クリスマスの新定番「1人シュトレン」浸透のなぜ 日本で独自進化し続けるシュトレンの現在地
回答した人たちが挙げたシュトレンを1人で食べる理由は、「賞味期限が長い」「自分の好みなので独り占めしたい」「人にあげて好みでなかったら嫌だから」。リベイク運営事務局の中島百音氏は、「幼い子どもがクリスマスケーキが好きだから」といった声もあるとし、パートナーとシェアしない理由も含めて「スパイスやドライフルーツが多く使われているので、好き嫌いが分かれるからではないでしょうか」と分析する。
ドイツより多様化が進む日本版シュトレン
中島氏が挙げたもう1つの理由が、日本独自に進化したシュトレン自体の多様性だ。リベイクに出品されるアレンジされたシュトレンは、チョコや栗といったフレーバーのものを出す店が最も多く、次に多いのが、地元の食材を使うシュトレンである。

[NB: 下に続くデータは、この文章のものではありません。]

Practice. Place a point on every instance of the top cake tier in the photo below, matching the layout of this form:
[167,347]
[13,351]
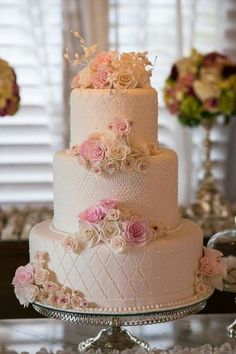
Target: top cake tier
[93,110]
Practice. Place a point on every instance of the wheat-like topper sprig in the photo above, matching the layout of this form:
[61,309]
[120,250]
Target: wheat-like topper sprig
[88,52]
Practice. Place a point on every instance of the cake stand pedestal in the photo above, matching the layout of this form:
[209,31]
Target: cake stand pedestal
[114,336]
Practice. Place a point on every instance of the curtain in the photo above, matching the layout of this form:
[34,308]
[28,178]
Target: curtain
[90,19]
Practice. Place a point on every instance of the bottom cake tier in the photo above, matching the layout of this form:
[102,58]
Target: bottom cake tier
[160,274]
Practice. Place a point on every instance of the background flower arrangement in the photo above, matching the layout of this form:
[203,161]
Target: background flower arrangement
[9,90]
[201,87]
[110,70]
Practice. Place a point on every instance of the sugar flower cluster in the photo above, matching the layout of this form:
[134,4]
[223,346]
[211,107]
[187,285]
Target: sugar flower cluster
[34,282]
[113,150]
[212,271]
[110,70]
[111,223]
[201,87]
[9,90]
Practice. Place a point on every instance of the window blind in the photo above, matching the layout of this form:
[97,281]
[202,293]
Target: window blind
[31,41]
[169,29]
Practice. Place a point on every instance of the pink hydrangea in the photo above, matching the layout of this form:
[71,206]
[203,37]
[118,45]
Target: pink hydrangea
[120,126]
[75,83]
[92,215]
[92,150]
[100,78]
[136,232]
[108,203]
[102,58]
[24,275]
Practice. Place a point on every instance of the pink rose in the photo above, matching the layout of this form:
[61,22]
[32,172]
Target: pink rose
[209,266]
[24,275]
[51,286]
[75,83]
[100,78]
[102,58]
[108,203]
[136,232]
[92,150]
[92,214]
[120,126]
[64,301]
[27,294]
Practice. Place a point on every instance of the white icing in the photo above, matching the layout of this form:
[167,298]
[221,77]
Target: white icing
[93,110]
[153,195]
[159,274]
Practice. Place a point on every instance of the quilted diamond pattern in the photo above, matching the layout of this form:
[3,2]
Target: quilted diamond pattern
[140,276]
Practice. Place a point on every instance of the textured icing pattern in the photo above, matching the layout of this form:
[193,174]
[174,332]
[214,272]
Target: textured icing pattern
[152,195]
[93,110]
[159,273]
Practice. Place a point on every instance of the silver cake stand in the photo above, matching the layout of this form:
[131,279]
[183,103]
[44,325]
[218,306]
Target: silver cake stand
[114,336]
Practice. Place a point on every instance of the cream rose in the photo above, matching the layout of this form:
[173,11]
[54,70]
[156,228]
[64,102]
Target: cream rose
[40,275]
[113,214]
[89,234]
[118,151]
[27,294]
[109,230]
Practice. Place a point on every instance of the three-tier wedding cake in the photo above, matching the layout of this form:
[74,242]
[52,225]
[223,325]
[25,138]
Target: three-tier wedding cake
[117,242]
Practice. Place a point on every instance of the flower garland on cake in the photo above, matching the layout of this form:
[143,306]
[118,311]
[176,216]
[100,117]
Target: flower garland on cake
[110,70]
[113,150]
[111,223]
[34,282]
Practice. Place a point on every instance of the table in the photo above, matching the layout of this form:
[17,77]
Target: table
[32,334]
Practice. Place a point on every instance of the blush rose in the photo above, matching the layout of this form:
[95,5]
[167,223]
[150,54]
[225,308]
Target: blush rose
[136,232]
[92,150]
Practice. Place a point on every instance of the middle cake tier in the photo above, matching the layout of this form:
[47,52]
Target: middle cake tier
[152,195]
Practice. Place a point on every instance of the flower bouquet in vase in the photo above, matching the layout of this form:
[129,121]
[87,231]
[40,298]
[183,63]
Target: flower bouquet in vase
[9,90]
[200,89]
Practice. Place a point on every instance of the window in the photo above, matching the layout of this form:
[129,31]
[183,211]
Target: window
[31,41]
[169,29]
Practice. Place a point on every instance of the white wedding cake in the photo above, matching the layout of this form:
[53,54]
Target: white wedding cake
[117,242]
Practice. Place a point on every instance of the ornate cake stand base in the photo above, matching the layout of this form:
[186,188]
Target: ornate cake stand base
[115,337]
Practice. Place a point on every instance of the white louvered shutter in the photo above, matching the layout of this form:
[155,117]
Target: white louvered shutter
[31,41]
[169,29]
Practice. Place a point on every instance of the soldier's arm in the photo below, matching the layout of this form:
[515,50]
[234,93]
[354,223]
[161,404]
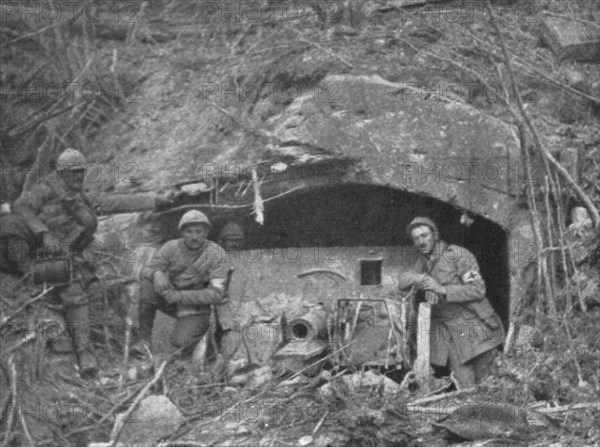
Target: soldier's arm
[160,261]
[215,292]
[29,204]
[408,278]
[472,286]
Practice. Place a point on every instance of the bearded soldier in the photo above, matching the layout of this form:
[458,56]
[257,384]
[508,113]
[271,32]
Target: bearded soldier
[465,329]
[57,218]
[184,278]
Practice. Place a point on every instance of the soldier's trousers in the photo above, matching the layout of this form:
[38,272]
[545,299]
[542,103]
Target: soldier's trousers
[475,370]
[188,330]
[74,302]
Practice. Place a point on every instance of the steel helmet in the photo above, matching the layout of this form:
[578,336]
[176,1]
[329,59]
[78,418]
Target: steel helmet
[71,159]
[420,221]
[193,216]
[232,230]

例えば「広島県尾道市の『かぎしっぽ』さんは、『おのみち潮風生姜』、尾道・向島産のドライイチジクなど、地元食材を押し出す『熟成しまなみシュトーレン』という商品を出しています。他にも信州りんごを使った長野の店や、地元産の小麦粉を使った山口の店などがあります」と中島氏は説明する。
バターを使わないヴィーガン対応商品やグルテンフリーで米粉を使ったシュトレンなどを出す店も少なくない。2種類以上用意している店は多く、中には6種類も販売する店がある。
「本場ドイツには、シュトレンの決まりごとがあるので種類が限られているのですが、日本は決まりがない。日本のパン屋さんはアレンジ力がすごくあるので、そこで特徴を出して販売しやすいのではないでしょうか」(中島氏)
バリエーションが多ければ、買う側にとっても選ぶ楽しみが増える。そのためか、リベイクの利用者で「2本買っている人は少なくないですし、多い人は5本6本と買っています」と中島氏。
店側にとって、手間とコストがかかるシュトレンは、実はアレンジすることで差別化し利益を取りやすい商品でもある。「日持ちするシュトレンで地元の特色を出せば、全国で勝負できる、とシュトレンの通販に活路を見出すパン屋さんもあります」と中島氏は言う。